Last year, when I wrote about Texas Battle League promoter Japanese Jesus, he explained, “The hip hop scene is nothing but other rappers. A good portion of the MC’s in Austin kill it — but it’s too bad that it’s just rappers at those shows. Nobody’s waving their hands in the air like they just don’t care.”
Probably the most promising Austin rapper, at least from the perspective of getting some national attention for his work, is Western Tink. The Beautiful Lou-produced emcee got a fair amount of press for his recent mixtapes from outlets including The Fader, NahRight.com and Spin's No Trivia blog. But Matt Sonzala of the indispensable local hip hop blog Austin Surreal put it well when he acknowledged that “it seems like the whole world knows Western Tink is from Austin, but I don’t know if Austin knows Western Tink is from Austin.”
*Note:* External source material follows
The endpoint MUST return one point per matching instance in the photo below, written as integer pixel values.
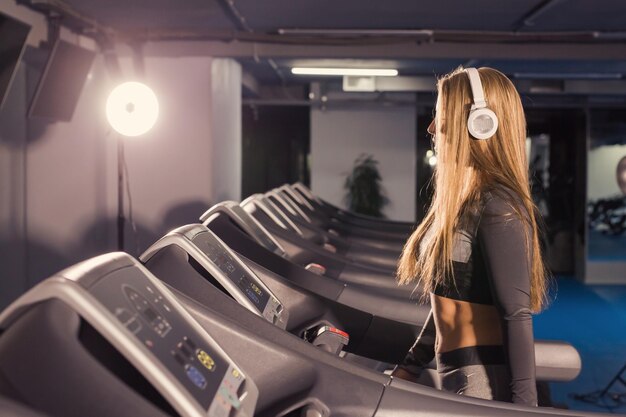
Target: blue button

Right now, Tink's a relatively minor attraction on the national scene — barely a thousand Twitter followers, maybe three times as many plays for his most popular track on Soundcloud — but in a few months, if Tink’s next mixtape is an Internet sensation, Austin will be paying attention and eager to claim him.
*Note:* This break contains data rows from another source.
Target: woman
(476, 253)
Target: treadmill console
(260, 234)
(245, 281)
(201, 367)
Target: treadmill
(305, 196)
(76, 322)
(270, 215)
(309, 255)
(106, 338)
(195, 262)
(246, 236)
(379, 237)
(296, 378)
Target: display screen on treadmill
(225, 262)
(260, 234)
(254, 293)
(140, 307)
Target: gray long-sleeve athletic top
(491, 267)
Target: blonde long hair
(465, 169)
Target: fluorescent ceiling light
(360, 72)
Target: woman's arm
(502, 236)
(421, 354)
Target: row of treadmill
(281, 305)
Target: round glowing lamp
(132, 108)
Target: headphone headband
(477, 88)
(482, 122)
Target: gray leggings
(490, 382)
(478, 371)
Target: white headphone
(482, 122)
But that speaks to a challenge that musicians in Austin face right now: Because we get so much national attention so often, our audiences run the risk of becoming deaf to what’s happening here unless it’s validated by somebody from outside of the city.
Hip hop in Austin has had challenges for a long time, but those are challenges that every scene in Austin could end up facing. When we spend so much time getting excited about the things that don’t come from here, we lost track of the things that do.
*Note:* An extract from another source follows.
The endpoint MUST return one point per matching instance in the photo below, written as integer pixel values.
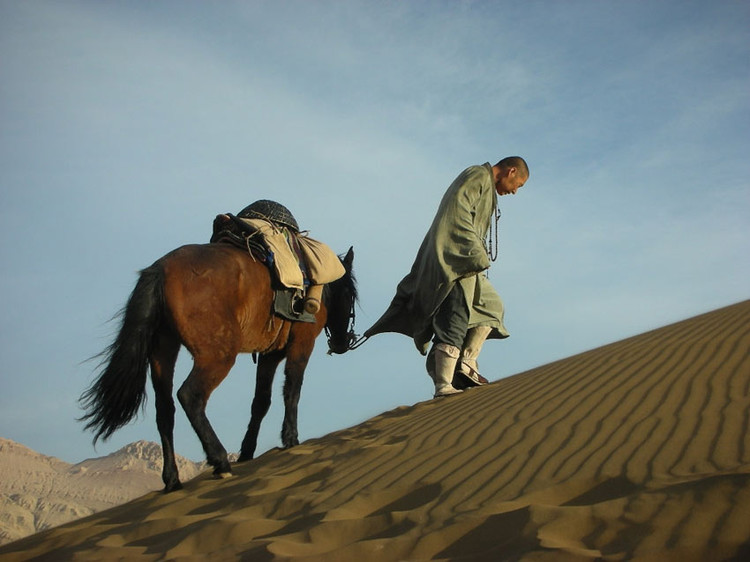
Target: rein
(353, 340)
It’ll happen, eventually, that Austin will produce a rapper people care about, who puts Austin hip hop on the map. Maybe it’ll be Tink, maybe it’ll be somebody else. The biggest question might be whether we build that person ourselves, or if we get it told to us by some blogger out of Brooklyn.
And if you want a music career, you should hope that it’s the former, because if it’s the latter, you’re really just hoping for a lotto winner.